Orang-orang musyrik itu saling pandang satu sama lain dan mulailah mereka bermusyawarah mencari cara untuk mencegah Al-A’sya dari memeluk agama islam.
Mereka lalu berkata, ”Wahai Al-A’sya, Muhammad itu mengharamkan zina.”
“Aku seorang lelaki tua, dan tidak punya kepentingan dengan wanita,” jawab Al-A’sya.
“Muhammad mengharamkan khamr,” kata orang-orang musyrik lagi.
“Khamr itu menghilangkan akal dan menghinakan seseorang, aku tidak berkepentingan dengan khamr.”
Ketika orang-orang musyrik itu melihat tekadnya telah begitu bulat untuk masuk Islam, mereka lantas berkata, ”Kami akan memberimu 100 ekor unta, tetapi kamu harus kembali kepada keluargamu serta mencampakkan niatmu untuk masuk Islam!”
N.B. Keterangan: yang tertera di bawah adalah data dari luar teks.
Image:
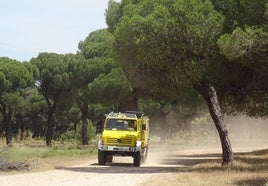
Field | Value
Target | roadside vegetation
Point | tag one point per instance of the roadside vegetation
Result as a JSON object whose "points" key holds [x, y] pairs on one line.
{"points": [[178, 61]]}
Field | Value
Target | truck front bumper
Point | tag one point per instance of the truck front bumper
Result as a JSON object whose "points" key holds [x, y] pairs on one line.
{"points": [[103, 147]]}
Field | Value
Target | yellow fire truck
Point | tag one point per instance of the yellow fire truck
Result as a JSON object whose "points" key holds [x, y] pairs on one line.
{"points": [[124, 134]]}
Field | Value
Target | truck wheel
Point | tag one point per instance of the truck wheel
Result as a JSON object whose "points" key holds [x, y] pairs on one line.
{"points": [[137, 159], [101, 157], [145, 154]]}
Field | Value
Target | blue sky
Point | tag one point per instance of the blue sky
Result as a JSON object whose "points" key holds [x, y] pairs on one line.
{"points": [[28, 27]]}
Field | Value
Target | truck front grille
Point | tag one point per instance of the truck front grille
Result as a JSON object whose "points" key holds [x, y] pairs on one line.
{"points": [[126, 141]]}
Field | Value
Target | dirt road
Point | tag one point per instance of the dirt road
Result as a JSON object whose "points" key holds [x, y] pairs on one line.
{"points": [[121, 172]]}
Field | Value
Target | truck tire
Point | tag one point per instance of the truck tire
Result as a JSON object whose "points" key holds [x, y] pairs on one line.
{"points": [[137, 159], [145, 154], [101, 157]]}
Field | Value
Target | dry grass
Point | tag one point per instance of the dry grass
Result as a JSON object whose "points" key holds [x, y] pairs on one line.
{"points": [[248, 169], [37, 157]]}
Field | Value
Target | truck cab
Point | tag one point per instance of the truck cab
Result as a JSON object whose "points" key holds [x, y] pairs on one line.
{"points": [[124, 134]]}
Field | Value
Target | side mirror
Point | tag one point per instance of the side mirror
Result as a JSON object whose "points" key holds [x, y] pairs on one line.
{"points": [[143, 126]]}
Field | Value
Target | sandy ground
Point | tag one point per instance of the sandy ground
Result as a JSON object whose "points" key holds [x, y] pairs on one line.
{"points": [[161, 164]]}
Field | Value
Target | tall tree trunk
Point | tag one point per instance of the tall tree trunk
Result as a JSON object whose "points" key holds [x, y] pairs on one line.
{"points": [[209, 94], [7, 126], [50, 125], [84, 111]]}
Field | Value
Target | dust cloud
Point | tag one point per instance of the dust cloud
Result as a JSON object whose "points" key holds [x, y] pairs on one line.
{"points": [[200, 133]]}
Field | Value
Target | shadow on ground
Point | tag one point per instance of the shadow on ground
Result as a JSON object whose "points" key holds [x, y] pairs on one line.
{"points": [[183, 163]]}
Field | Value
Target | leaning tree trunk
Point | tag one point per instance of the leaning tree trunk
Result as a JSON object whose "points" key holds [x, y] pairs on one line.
{"points": [[7, 126], [50, 124], [209, 94], [84, 111]]}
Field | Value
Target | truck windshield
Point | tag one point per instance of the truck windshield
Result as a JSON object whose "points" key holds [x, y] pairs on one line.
{"points": [[121, 124]]}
Al-A’sya terdiam sejenak. Mulailah ia mempertimbangkan bujukan mereka. Unta sebanyak itu sebuah kekayaan yang fantastik baginya. Kemudian syetan berhasil menguasai akalnya. Al-A’sya menoleh kepada mereka seraya berkata, “Adapun dengan harta, baiklah.”
Lalu orang-orang musyrik mengumpulkan 100 ekor unta untuknya, dan Al-A’sya pun mengambilnya. Ia berbalik ke belakang dan pulang menuju kaumnya dalam keadaan masih kufur sambil menggiring unta di depannya dengan penuh suka cita.
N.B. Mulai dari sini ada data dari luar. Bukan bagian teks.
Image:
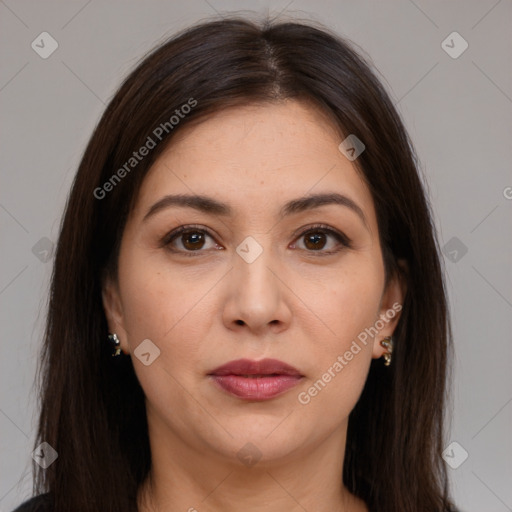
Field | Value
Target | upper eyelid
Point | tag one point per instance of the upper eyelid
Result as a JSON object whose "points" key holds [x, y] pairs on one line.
{"points": [[298, 233]]}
Ia merasa dirinya telah berhasil menghimpun kepiawaian bersya’ir, martabat yang tinggi, dan kekayaan sekaligus. Akan tetapi ia lupa bahwa sesungguhnya Allah senantiasa mengikuti gerak-geriknya. Bagaimana ia berani bermaksiat kepada-Nya karena dunia, padahal di sisi-Nya sungguh terdapat perbendaharaan langit dan bumi. Gemerlap dunia dan syetan yang terus menggoda memang mudah sekali menggelincirkan langkah manusia.
Ketika Al-A’sya hampir sampai di kampungnya, dia terjungkir dari atas untanya. Tulang lehernya remuk dan ia mati dalam keadaan rugi di dunia dan di akhirat. Itulah kerugian yang nyata.